Wednesday, May 21, 2008

Bobby Kennedy and the Last Good Campaign

In the wake of the terrible news that Ted Kennedy has an aggressive brain tumor, the type that usually kills within six months, I thought I'd mention that this month's Vanity Fair cover story is enlightening, uplifting, and very much worth reading. What a tragedy that he was murdered before he had a chance at the Presidency. You can read Thurston Clarke's "The Last Good Campaign: Power and Politics" here. And here's an excerpt that is just as pertinent about Iraq as it was forty years ago about Vietnam. What a fine President he would have made.

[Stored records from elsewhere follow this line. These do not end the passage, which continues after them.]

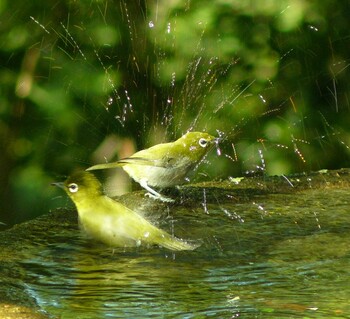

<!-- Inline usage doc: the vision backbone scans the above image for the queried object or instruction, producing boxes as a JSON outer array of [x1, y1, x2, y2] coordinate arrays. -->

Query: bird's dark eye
[[198, 137, 208, 147], [68, 183, 79, 193]]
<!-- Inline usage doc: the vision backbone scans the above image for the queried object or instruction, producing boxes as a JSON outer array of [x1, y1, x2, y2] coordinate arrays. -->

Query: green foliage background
[[0, 0, 350, 225]]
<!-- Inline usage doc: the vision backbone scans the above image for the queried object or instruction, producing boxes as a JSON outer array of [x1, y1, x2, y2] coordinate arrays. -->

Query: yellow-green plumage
[[87, 132, 217, 198], [55, 171, 197, 250]]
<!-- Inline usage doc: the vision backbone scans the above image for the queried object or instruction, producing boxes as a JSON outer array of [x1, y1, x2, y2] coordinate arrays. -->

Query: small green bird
[[87, 132, 218, 202], [52, 171, 198, 250]]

“I am concerned—as I believe most Americans are concerned—that the course we are following at the present time is deeply wrong.… I am concerned—as I believe most Americans are concerned—that we are acting as if no other nation existed, against the judgment and desires of neutrals and our historic allies alike.”

He urged his audience to consider “the young men that we have sent there; not just the killed, but those who have to kill; not just the maimed, but all those who must look upon the results of what they are forced and have to do,” and to consider “the price we pay in our own innermost lives, and in the spirit of this country.” This was why, he said, “war is not an enterprise lightly to be undertaken, nor prolonged one moment past its absolute necessity.”






















The Senator, asleep with his dog Freckles sharing the pillow.